Kemenangan ini memastikan RD Kongo menjadi salah satu kontestan Piala Dunia 2026. Pencapaian ini menjadi tonggak sejarah baru karena untuk pertama kalinya negara tersebut tampil di putaran final Piala Dunia dengan nama Republik Demokratik Kongo. Sebelumnya, mereka memang pernah berpartisipasi pada edisi 1974 di Jerman Barat, namun kala itu mereka masih berkompetisi di bawah nama Zaire.
Duel Sengit hingga Babak Tambahan Waktu
Pertandingan memperebutkan tiket emas ini berjalan sangat ketat sejak peluit pertama berbunyi. Kedua tim menurunkan deretan pemain bintang yang merumput di kompetisi elite Eropa. Di kubu RD Kongo, duet bek Axel Tuanzebe (Burnley) dan Aaron Wan-Bissaka (West Ham United) tampil disiplin menjaga lini pertahanan. Sementara itu, Jamaika mengandalkan kecepatan Leon Bailey (Aston Villa) dan ketangguhan Ethan Pinnock (Brentford).
Baca juga: Irak Akhiri Penantian 40 Tahun Lolos ke Piala Dunia
Jual beli serangan terjadi sepanjang 90 menit waktu normal. Penyerang gaek Cedric Bakambu sempat mengancam gawang Jamaika pada menit ke-12, namun usahanya belum membuahkan hasil.
Begitu pula dengan upaya Pinnock dari kubu Jamaika yang masih bisa dipatahkan. Ketatnya organisasi pertahanan kedua tim membuat skor kacamata bertahan hingga waktu normal usai, memaksa laga berlanjut ke babak tambahan 2 x 15 menit.
Momen Emas Axel Tuanzebe
Kebuntuan akhirnya pecah pada menit ke-100 di masa tambahan waktu pertama. Berawal dari skema sepak pojok Brian Cipenga, bola liar di kotak penalti berhasil Axel Tuanzebe sambar dengan sigap.
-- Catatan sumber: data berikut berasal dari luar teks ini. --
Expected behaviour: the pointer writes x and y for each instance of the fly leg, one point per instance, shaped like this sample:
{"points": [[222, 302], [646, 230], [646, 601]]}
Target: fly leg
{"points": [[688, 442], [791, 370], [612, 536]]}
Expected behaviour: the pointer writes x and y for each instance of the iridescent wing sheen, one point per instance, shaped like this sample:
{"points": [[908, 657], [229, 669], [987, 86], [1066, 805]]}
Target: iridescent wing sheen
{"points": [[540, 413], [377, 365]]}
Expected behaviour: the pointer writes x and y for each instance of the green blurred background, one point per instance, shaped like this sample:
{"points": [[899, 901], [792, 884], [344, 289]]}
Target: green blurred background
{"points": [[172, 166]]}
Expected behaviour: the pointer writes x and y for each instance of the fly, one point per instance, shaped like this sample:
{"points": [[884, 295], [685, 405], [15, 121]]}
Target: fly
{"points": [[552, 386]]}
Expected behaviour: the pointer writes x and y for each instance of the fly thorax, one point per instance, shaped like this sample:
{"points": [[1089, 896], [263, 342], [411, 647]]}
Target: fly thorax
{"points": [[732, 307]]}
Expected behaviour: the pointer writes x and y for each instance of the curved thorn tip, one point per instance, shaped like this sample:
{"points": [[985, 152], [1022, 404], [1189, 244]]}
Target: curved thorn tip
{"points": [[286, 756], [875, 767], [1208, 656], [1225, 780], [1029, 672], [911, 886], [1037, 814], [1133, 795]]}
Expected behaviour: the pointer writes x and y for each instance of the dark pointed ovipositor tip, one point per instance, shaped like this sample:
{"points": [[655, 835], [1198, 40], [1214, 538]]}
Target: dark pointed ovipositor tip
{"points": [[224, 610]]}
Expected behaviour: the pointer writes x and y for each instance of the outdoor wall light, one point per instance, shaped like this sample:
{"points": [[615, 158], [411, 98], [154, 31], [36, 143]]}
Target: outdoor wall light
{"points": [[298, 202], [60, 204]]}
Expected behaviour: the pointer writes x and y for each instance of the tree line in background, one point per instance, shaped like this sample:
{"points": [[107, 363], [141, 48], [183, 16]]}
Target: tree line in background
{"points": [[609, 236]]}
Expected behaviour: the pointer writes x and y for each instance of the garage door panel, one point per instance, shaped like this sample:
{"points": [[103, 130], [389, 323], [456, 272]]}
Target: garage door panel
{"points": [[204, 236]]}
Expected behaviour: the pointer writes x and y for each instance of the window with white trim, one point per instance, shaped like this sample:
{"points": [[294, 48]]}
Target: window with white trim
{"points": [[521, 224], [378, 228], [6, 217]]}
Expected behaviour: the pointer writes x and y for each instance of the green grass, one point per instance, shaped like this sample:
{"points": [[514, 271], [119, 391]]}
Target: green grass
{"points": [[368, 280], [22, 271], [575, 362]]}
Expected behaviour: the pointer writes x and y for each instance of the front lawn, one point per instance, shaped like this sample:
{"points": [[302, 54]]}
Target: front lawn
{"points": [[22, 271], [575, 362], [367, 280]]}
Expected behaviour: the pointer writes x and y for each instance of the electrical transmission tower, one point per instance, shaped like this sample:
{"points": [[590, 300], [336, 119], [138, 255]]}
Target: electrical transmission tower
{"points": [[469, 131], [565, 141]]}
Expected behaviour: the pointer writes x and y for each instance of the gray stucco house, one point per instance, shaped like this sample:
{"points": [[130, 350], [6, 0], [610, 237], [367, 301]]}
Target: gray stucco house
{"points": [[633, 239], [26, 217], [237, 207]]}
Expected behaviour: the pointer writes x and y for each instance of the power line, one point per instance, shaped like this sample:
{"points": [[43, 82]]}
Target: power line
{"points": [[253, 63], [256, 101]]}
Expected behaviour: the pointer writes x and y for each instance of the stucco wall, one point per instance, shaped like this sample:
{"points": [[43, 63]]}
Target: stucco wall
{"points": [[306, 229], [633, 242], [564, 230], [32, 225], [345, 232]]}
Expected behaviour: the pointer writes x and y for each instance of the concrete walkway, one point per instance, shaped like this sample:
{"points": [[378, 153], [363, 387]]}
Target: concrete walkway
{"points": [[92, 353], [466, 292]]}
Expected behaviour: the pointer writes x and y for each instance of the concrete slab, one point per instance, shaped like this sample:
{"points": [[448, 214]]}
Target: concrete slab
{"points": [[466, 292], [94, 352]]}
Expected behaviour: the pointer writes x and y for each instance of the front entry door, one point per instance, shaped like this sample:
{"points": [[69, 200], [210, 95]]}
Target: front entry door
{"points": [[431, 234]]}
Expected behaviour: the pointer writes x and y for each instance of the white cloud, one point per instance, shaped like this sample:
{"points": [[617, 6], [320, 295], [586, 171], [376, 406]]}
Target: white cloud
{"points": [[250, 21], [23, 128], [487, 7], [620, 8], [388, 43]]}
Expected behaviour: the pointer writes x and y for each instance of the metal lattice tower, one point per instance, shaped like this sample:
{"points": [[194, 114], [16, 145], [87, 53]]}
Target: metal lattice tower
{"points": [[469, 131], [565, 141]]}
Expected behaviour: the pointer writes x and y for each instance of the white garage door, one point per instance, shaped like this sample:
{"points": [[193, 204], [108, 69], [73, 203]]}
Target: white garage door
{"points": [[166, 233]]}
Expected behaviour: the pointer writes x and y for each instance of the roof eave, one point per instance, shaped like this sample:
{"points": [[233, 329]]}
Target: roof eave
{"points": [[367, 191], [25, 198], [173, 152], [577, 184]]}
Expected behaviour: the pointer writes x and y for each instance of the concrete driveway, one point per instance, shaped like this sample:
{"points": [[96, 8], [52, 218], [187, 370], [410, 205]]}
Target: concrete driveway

Mantan pemain Manchester United tersebut melepaskan tembakan yang tak mampu kiper Jamaika halau sekaligus membawa pendukung RD Kongo bersorak kegirangan.
Setelah unggul 1-0, pelatih RD Kongo menginstruksikan anak asuhnya bermain lebih rapat dan defensif. Strategi ini terbukti ampuh meredam agresivitas Jamaika yang mencoba mengejar ketinggalan di sisa waktu. Hingga peluit panjang berbunyi, skor tetap tidak berubah, memastikan kemenangan bersejarah bagi tim asal Afrika tersebut.
Tantangan Besar di Grup K
Berdasarkan hasil undian resmi FIFA, RD Kongo akan tergabung dalam Grup K pada putaran final Piala Dunia 2026 di Amerika Serikat, Kanada, dan Meksiko. Mereka akan menghadapi tantangan berat melawan tim-tim tangguh seperti Portugal, Kolombia, dan wakil Asia, Uzbekistan.
Laga perdana RD Kongo di panggung dunia akan berlangsung pada 17 Juni 2026 menghadapi Portugal. Pertandingan tersebut akan menjadi ujian mental bagi skuad RD Kongo untuk membuktikan mereka layak bersaing di level tertinggi sepak bola internasional.